The Spousal IRA Opportunity
Tax-friendly IRAs were devised as an incentive for workers to set aside money for retirement, so the maximum an individual can contribute annually is limited to the amount of his or her earned income. This limitation once left stay-at-home parents and other nonworking spouses without a way to keep their own retirement savings on track.
The spousal IRA rules were eventually changed to allow a working spouse to contribute to the IRA of a spouse who earns little or no income. This provision might benefit a couple when one spouse is working and the other is not, whether the nonworking spouse is a student, raising children, unemployed, or even retired.
When making spousal contributions, you have the same choice between the up-front tax deduction associated with a traditional IRA or tax-free withdrawals offered by a Roth IRA. Either way, there’s still time to make IRA contributions for the 2015 tax year: The deadline is April 18, 2016 (a three-day delay from the usual deadline).
Contributing to the IRA of a nonworking spouse offers married couples a chance to double up on retirement savings and might also provide a larger tax deduction than contributing to a single IRA.
An individual with earned income can contribute up to $5,500 to his or her own IRA and up to $5,500 more to a spouse’s IRA, as long as the couple’s combined income exceeds both contributions and they file a joint tax return. An additional $1,000 catch-up contribution can be made for each spouse who is age 50 or older.
All other IRA eligibility rules must be met.
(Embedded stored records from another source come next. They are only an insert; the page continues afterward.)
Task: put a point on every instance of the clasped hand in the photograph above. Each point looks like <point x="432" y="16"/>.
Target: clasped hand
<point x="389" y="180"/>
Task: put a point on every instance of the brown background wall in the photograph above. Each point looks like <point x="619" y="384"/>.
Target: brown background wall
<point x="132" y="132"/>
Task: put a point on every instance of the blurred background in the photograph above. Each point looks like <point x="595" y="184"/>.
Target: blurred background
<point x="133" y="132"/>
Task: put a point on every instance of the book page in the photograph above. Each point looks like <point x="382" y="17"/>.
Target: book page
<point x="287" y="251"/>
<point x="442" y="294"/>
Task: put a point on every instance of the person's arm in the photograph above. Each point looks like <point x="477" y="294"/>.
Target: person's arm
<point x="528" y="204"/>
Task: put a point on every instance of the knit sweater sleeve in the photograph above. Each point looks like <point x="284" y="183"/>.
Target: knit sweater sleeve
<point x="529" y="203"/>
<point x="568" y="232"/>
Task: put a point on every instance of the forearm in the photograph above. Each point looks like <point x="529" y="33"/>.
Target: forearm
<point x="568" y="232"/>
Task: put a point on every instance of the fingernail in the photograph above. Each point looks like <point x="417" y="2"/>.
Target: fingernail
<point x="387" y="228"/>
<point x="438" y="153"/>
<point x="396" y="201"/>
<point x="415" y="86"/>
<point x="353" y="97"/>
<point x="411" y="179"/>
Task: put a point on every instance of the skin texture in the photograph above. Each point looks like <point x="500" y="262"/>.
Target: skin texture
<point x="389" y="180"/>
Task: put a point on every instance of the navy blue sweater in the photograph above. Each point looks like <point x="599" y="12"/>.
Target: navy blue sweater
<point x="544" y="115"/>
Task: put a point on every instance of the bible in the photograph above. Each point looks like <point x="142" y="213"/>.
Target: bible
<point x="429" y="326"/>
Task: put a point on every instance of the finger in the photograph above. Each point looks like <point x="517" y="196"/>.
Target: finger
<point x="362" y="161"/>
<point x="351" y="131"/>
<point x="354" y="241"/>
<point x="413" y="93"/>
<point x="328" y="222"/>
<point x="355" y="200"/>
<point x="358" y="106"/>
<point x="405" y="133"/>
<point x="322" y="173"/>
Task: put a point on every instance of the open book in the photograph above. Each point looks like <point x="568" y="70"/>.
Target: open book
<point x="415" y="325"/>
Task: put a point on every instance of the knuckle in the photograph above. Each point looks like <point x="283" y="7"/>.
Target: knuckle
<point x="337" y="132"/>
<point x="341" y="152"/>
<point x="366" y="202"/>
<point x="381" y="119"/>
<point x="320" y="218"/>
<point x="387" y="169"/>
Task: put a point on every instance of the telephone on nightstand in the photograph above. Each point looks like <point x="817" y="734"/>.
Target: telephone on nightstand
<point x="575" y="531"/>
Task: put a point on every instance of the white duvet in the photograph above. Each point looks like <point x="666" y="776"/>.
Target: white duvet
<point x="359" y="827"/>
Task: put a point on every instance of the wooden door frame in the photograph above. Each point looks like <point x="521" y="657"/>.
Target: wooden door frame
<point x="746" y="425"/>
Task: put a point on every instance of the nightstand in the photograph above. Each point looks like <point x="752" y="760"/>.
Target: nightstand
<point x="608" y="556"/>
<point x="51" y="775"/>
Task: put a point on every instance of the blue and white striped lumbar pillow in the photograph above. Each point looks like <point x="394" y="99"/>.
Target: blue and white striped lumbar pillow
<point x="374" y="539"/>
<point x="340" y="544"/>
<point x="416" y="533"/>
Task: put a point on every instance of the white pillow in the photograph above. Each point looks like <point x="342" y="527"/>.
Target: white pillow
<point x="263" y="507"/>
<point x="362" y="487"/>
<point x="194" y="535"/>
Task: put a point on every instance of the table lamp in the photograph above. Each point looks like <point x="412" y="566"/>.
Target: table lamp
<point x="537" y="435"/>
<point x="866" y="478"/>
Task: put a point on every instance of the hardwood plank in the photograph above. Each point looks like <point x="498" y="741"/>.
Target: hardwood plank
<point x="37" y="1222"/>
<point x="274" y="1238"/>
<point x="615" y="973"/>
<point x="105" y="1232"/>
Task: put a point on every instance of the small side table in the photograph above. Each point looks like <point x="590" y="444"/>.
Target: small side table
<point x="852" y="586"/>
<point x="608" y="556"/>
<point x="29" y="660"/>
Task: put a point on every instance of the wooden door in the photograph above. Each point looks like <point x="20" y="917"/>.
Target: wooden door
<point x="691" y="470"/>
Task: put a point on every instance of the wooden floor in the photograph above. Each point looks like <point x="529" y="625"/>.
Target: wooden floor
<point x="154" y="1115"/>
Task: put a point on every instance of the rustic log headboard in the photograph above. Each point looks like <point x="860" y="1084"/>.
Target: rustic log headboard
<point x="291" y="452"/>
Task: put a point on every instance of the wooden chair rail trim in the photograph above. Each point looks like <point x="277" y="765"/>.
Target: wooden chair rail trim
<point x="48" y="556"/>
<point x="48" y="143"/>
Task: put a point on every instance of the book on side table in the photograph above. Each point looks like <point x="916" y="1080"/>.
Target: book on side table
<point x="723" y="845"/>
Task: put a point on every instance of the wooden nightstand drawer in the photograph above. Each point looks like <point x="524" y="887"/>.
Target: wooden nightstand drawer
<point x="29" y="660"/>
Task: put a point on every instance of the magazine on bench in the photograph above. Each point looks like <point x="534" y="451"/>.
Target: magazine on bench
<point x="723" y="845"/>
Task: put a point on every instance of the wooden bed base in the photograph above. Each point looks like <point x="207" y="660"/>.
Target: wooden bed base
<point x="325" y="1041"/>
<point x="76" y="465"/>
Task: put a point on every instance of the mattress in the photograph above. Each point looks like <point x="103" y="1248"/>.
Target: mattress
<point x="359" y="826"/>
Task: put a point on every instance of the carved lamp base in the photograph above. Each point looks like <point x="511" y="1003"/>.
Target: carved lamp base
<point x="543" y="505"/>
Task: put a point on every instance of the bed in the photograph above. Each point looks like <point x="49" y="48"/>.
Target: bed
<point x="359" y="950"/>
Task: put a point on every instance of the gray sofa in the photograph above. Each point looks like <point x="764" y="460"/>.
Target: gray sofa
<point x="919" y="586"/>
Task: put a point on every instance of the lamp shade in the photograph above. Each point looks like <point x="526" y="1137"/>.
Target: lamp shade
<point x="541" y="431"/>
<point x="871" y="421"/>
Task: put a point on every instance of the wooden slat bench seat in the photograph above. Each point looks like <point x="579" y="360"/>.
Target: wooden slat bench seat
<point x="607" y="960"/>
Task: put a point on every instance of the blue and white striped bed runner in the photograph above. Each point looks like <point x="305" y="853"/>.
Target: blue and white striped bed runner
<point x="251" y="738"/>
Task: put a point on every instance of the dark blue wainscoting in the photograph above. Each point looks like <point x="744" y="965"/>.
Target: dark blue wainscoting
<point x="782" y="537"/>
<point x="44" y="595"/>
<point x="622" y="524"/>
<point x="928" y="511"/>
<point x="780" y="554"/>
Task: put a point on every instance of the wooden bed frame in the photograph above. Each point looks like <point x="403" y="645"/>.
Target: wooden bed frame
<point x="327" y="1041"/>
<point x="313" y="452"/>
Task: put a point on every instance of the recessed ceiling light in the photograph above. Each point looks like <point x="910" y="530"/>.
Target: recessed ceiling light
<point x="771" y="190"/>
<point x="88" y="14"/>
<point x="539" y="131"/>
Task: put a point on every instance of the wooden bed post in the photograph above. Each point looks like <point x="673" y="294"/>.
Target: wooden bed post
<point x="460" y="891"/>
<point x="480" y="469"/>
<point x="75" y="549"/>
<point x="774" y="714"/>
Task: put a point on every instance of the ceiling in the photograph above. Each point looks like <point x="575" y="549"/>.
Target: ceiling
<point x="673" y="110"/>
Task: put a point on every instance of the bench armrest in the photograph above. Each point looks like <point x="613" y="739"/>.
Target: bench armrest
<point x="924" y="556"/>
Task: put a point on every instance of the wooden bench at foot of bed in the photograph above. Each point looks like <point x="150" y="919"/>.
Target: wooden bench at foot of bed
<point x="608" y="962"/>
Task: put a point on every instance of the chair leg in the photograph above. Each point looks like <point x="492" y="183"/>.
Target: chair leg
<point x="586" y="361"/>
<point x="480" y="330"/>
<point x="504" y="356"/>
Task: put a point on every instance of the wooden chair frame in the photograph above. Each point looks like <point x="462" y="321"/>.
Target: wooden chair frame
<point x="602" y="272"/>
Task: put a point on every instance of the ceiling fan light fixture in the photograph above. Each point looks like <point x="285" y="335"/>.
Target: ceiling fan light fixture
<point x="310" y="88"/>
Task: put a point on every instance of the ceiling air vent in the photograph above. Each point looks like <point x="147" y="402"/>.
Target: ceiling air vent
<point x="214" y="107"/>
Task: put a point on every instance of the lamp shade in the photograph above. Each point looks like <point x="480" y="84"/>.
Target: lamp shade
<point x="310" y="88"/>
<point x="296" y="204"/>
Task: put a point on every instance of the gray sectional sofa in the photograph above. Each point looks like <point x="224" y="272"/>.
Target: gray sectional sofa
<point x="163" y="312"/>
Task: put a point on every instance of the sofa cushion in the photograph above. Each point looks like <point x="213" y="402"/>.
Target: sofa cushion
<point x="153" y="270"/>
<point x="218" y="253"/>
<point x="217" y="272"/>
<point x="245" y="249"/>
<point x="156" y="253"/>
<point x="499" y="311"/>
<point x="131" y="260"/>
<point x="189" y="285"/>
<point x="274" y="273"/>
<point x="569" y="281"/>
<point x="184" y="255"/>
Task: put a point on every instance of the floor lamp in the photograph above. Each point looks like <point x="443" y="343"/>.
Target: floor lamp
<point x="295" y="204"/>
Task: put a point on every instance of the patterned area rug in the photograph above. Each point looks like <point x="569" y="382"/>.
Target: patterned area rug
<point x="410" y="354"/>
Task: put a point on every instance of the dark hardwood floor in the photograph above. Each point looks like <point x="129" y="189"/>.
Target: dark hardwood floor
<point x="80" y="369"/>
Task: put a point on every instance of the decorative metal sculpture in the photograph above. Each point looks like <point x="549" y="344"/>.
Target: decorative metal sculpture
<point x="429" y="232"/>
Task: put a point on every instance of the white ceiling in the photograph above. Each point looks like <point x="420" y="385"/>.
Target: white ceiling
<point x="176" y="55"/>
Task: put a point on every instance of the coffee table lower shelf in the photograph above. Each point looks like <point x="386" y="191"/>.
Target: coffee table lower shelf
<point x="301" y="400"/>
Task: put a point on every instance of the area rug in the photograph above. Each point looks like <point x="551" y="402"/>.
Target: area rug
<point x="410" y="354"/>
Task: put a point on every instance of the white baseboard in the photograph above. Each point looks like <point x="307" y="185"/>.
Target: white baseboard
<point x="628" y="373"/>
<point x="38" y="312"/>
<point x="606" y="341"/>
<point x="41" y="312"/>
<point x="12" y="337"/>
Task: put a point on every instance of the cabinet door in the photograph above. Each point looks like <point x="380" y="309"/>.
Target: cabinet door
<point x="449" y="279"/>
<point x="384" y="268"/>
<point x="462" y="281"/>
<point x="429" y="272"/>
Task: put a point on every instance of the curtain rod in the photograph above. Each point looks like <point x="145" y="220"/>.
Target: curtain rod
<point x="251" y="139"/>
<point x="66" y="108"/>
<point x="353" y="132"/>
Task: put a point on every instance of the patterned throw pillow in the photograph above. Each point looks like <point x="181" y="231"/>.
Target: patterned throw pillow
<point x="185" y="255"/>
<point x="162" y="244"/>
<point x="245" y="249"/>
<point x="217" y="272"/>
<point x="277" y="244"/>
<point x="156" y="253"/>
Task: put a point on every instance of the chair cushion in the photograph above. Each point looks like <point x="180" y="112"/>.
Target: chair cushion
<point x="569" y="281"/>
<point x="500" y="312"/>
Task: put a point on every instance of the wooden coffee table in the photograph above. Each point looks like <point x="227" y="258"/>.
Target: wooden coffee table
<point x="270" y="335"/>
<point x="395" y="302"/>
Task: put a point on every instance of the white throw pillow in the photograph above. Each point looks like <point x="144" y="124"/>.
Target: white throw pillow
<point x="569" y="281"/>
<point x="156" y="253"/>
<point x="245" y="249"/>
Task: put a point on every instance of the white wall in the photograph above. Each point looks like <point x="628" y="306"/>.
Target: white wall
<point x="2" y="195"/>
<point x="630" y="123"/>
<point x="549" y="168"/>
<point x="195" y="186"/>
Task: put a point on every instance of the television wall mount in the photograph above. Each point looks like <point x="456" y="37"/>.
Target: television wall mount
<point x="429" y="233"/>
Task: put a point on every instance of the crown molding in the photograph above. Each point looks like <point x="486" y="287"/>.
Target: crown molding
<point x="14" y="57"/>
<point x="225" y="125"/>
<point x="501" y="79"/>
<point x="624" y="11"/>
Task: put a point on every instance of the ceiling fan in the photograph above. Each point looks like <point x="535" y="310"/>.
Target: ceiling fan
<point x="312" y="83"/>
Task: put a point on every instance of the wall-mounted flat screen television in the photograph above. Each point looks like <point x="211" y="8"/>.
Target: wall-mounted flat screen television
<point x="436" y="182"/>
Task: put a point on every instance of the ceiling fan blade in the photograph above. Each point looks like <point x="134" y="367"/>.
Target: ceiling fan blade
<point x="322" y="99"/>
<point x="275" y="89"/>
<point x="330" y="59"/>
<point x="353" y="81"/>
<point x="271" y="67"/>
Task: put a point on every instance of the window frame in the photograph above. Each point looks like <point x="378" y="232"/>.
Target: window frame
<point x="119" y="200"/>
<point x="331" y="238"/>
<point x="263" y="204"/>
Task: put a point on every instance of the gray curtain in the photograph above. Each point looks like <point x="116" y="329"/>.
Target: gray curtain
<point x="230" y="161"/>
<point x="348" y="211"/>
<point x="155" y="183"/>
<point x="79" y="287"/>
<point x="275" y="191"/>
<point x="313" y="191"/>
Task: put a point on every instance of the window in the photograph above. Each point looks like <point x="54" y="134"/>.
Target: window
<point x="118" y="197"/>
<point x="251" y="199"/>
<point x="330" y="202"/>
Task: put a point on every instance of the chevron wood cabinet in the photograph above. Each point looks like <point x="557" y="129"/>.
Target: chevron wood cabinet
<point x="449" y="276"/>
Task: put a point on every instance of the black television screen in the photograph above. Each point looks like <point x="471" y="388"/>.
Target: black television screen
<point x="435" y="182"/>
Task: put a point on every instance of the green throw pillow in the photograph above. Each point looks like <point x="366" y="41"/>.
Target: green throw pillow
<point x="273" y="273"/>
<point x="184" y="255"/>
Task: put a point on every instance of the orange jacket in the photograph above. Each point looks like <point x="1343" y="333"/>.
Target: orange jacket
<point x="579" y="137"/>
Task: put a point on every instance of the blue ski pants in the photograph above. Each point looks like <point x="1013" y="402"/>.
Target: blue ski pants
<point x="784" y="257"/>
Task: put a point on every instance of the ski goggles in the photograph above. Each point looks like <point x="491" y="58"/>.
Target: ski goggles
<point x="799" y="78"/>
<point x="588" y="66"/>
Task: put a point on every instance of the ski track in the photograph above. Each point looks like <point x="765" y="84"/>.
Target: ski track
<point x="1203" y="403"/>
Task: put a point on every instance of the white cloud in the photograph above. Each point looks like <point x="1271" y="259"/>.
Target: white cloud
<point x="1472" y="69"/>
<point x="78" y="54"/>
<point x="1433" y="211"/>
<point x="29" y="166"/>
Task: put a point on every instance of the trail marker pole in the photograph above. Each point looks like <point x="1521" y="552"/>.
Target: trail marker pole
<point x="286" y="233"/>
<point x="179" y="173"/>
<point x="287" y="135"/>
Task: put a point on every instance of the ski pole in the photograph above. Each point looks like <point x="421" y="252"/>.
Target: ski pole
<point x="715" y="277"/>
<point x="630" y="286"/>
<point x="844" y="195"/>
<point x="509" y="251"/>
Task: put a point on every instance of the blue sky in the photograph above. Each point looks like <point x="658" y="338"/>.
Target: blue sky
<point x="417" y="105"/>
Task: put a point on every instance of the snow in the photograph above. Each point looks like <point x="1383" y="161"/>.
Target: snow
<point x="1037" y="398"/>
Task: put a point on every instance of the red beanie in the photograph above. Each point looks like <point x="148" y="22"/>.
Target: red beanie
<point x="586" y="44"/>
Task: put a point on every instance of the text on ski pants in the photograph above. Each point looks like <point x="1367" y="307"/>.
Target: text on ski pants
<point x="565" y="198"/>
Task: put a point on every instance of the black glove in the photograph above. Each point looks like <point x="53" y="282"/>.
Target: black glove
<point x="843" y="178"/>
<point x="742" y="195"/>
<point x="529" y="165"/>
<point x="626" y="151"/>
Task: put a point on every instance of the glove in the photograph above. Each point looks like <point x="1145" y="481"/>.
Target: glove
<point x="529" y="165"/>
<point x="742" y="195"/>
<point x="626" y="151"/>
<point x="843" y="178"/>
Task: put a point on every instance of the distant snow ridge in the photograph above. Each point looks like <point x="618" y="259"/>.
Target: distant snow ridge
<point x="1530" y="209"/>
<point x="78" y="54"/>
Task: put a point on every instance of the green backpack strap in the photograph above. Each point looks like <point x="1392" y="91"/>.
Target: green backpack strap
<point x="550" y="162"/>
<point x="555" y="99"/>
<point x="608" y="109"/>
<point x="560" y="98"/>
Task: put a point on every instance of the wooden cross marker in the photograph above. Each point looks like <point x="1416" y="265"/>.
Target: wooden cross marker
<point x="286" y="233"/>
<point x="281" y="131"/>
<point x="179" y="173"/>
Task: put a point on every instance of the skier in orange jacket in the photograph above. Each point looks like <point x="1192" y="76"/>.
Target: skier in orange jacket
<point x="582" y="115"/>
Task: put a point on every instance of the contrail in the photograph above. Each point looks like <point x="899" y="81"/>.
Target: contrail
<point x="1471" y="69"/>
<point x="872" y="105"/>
So if a spousal contribution is made to a traditional IRA, the nonworking spouse must be under age 70½ in the year for which the contribution is made. There are no age limits for contributions to a Roth IRA.
Traditional IRA Deductibility
If neither spouse actively participates in an employer-sponsored retirement plan such as a 401(k), contributions to a traditional IRA are fully tax deductible. However, if one or both are active participants, federal income limits may affect the deductibility of contributions.
For married couples filing jointly, the ability to deduct contributions to the IRA of an active participant is phased out if their modified adjusted gross income (MAGI) is between $98,000 and $118,000. There are higher phaseout limits when the contribution is being made to the IRA of a nonparticipating spouse: MAGI between $183,000 and $193,000 in 2015 ($184,000–$194,000 in 2016). Thus, some participants in workplace plans who earn too much to deduct an IRA contribution for themselves may be able to make a deductible IRA contribution to the account of a nonparticipating spouse.
Traditional IRA withdrawals are taxed as ordinary income and may be subject to a 10% federal income tax penalty if withdrawn prior to age 59½, with certain exceptions as outlined by the IRS.
The Roth Option
Eligibility to contribute to a Roth IRA phases out at higher modified AGI levels ($183,000–$193,000 for married couples filing jointly in 2015; $184,000–$194,000 in 2016).
Roth IRA contributions are made with after-tax funds, so they can be withdrawn without penalty at any time, for any reason. Withdrawals of earnings are also tax-free, regardless of how much growth the account experiences, if they meet the five-year holding requirement and take place after age 59½, or result from the owner’s death or disability.
Annual required minimum distributions (RMDs) from traditional IRAs must begin for the year in which the account owner reaches age 70½. Original Roth IRA owners are not subject to RMDs.